Nova geração do principal modelo de inteligência artificial da empresa ficou meses atrás do cronograma
A empresa adiou por vários meses o lançamento do Gemini 3.5 Pro, versão mais avançada de seu principal modelo de IA.
Isso porque tenta aprimorar seu desempenho, sobretudo em tarefas de programação, hoje consideradas um dos principais campos de competição entre os grandes laboratórios do setor.
O atraso, segundo a imprensa americana, vem provocando insatisfação entre engenheiros, pesquisadores e executivos da companhia.
Teme-se que o Google esteja perdendo terreno para rivais como OpenAI e Anthropic, cujos modelos vêm estabelecendo novos padrões de desempenho em testes independentes e aplicações corporativas.
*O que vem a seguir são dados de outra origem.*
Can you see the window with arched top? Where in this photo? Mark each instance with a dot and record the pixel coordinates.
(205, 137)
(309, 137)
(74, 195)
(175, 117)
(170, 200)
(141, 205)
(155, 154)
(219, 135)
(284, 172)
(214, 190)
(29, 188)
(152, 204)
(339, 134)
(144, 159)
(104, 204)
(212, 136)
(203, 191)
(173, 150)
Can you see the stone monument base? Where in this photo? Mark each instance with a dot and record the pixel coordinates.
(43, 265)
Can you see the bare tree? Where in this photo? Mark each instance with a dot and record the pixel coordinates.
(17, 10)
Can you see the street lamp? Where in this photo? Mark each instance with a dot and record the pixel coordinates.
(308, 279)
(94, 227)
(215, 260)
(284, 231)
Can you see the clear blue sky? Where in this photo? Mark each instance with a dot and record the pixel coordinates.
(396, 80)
O Gemini é a principal aposta do Google para enfrentar o avanço dos concorrentes no mercado de inteligência artificial generativa.
Desde o lançamento do ChatGPT, em 2022, a empresa acelerou investimentos na tecnologia e passou a integrar seus modelos de IA a praticamente todo o ecossistema de produtos, incluindo o mecanismo de busca, Gmail, Android, Google Maps, Workspace e YouTube.
Apesar dos avanços, avaliações públicas e benchmarks recentes colocaram modelos como o Claude, da Anthropic, e o GPT, da OpenAI, à frente do Gemini em diversas categorias, especialmente em programação, raciocínio complexo e execução de tarefas com múltiplas etapas.
Esse cenário aumentou a pressão interna para que o Gemini 3.5 chegasse ao mercado com melhorias substanciais.
Uma das principais metas do Google é tornar o Gemini significativamente mais eficiente na geração e revisão de código.
A programação se tornou uma das aplicações mais valorizadas da inteligência artificial.
Ferramentas capazes de escrever, corrigir e otimizar software passaram a ser adotadas em larga escala por empresas e desenvolvedores, impulsionando uma corrida entre os principais laboratórios de IA.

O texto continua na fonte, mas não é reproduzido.